Alarming behavior during sleep is more than just a plot device for movies. It’s a nightly reality for people who suffer from REM sleep behavior disorder.
People with RBD act out vivid, action-packed dreams while remaining asleep. They may shout, punch, kick, run and even jump out a window.
The dangerous sleep disorder can put dreamers and their bed partners at risk of injury. Yesterday The Chicago Tribune shared some of their stories.
For 16 years Lawrence Neumann screamed, punched and kicked in his sleep before he was finally diagnosed with RBD. One time he even suffered a concussion when he dove out of bed head first.
Carl Pope’s wife described how she watched him kick the wall and fight off imaginary attackers. John Chadwick had to restrain himself in bed so that he wouldn’t injure his wife.

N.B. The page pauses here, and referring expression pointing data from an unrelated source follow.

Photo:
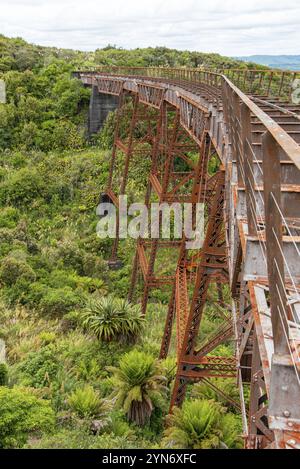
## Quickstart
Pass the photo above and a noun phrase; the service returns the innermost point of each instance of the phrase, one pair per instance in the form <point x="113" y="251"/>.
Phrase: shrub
<point x="138" y="386"/>
<point x="40" y="368"/>
<point x="3" y="374"/>
<point x="21" y="413"/>
<point x="9" y="217"/>
<point x="13" y="269"/>
<point x="113" y="319"/>
<point x="24" y="186"/>
<point x="201" y="425"/>
<point x="87" y="403"/>
<point x="59" y="301"/>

"I was living a nightmare," Chadwick told the Tribune.
AASM member Dr. Carlos Schenck described some of the people he has helped. Some men have jumped through windows while asleep. Others have knocked themselves unconscious while acting out violent and aggressive dreams.
Schenck was one of the authors who first reported cases of RBD in the journal Sleep in 1986. He also is executive producer of the documentary “Sleep Runners.” It tells the true stories of people who suffer from RBD and other parasomnias.
Recently the AASM published a best practice guide for the treatment of RBD. Injury prevention and treatment with medication can help subdue RBD.
Last year the Sleep Education blog reported that RBD may intensity over time. The disorder is most common in men over the age of 50. But another study confirmed that it can occur in other people as well.